O ministro Alexandre de Moraes, do Supremo Tribunal Federalista (STF), determinou que a Procuradoria-Universal da República (PGR) se manifeste, no prazo de cinco dias, sobre um pedido de prisão preventiva contra o deputado federalista Eduardo Bolsonaro (PL-SP), além do bloqueio de verbas parlamentares a que ele tem recta, porquê subsídios, prestação parlamentar e verba de gabinete.

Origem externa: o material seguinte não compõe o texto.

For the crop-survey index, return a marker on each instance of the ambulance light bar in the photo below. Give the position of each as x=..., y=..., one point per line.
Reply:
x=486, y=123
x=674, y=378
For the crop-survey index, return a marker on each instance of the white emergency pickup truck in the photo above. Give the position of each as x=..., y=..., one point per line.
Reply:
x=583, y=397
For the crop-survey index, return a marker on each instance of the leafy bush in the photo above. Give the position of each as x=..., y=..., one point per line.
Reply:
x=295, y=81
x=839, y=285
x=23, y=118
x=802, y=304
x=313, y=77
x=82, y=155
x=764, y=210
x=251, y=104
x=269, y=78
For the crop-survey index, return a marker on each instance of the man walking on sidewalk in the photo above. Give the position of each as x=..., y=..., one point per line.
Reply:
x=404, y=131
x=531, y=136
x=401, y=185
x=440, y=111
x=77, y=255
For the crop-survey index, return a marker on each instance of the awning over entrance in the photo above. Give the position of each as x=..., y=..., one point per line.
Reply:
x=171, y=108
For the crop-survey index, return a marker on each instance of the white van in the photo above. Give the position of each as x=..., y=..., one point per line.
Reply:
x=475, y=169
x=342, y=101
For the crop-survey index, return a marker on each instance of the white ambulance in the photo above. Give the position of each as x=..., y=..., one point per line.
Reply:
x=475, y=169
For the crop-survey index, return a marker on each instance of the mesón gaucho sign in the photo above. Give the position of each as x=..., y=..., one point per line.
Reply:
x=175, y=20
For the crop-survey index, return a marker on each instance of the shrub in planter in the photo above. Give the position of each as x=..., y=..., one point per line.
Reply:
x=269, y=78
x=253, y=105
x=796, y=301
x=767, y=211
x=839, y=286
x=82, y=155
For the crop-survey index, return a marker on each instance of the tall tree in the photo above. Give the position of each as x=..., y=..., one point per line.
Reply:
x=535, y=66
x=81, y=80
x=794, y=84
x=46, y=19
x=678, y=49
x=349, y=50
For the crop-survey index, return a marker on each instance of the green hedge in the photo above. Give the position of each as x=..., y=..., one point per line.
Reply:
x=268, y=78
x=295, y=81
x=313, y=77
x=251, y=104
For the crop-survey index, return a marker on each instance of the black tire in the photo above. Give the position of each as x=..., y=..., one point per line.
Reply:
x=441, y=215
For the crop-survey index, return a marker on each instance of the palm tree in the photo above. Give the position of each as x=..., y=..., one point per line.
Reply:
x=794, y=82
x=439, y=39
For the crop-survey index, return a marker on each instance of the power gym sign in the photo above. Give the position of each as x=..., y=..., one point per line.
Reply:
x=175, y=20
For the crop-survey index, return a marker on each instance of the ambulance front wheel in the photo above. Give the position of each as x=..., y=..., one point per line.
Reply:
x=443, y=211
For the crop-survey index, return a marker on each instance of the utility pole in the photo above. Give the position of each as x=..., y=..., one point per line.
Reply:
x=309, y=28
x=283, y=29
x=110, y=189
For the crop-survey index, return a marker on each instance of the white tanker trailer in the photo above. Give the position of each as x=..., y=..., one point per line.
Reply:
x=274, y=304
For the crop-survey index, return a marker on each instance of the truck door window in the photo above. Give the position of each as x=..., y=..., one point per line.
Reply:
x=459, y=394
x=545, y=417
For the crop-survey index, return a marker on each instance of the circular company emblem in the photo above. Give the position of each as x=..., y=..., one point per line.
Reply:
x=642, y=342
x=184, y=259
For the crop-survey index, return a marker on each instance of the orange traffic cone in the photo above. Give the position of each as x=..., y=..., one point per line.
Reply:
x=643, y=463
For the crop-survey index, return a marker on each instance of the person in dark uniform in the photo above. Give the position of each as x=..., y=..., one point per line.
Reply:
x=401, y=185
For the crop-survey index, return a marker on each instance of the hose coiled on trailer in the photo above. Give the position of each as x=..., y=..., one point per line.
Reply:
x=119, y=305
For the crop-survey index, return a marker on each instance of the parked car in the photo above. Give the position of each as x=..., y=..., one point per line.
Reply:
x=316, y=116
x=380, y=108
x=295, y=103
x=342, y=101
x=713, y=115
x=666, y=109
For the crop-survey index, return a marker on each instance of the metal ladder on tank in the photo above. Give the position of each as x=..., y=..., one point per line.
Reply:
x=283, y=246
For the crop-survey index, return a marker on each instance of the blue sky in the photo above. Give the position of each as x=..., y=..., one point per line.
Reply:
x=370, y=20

O pedido foi protocolado pelos deputados Lindbergh Farias (PT-RJ) e Talíria Petrone (PSOL-RJ), líderes de seus partidos na Câmara, e se insere no contexto das investigações sobre atos antidemocráticos. Eles alegam que a medida é necessária para prometer a ordem pública, a ordem econômica, a instrução criminal e a emprego da lei penal.
“Diante da permanência das manifestações golpistas e intensificação da atuação ilícita em território estrangeiro”, afirmam os parlamentares, a prisão preventiva seria justificável.
Pedido inclui cassação e restituição de recursos
Além da prisão, os parlamentares pedem que a Mesa Diretora da Câmara e o Recomendação de Moral analisem imediatamente os pedidos de cassação do procuração de Eduardo Bolsonaro já protocolados na Mansão.
Também foi solicitado que o Ministério Público Federalista (MPF) apure a verosímil restituição de valores recebidos indevidamente durante o período em que o deputado permanece fora do Brasil sem autorização solene — ele está nos Estados Unidos desde fevereiro.
STF já aceitou denúncia por filtração
A decisão de Moraes, assinada na última segunda-feira (29) e publicada nesta quinta-feira (2), foi tomada no contextura do questionário que investiga o deputado por possíveis crimes de:
Filtração no curso do processo
Obstrução de investigação envolvendo organização criminosa
Cessação violenta do Estado Democrático de Recta
No dia 22 de setembro, a PGR apresentou denúncia formal contra Eduardo Bolsonaro por filtração no curso do processo. O STF publicou no dia 30 de setembro o edital de notificação do deputado, que agora tem 15 dias para apresentar resguardo prévia.
Eduardo está fora do país e não foi localizado
A citação por edital foi determinada por Moraes em seguida fracassarem as tentativas de notificação presencial do parlamentar. Oficiais de Justiça não conseguiram encontrá-lo em seus endereços em Brasília, embora ele mantenha residência e procuração ativo.
Eduardo Bolsonaro está fora do país desde fevereiro, segundo o STF. Mesmo assim, continua recebendo normalmente os valores correspondentes ao tirocínio do procuração.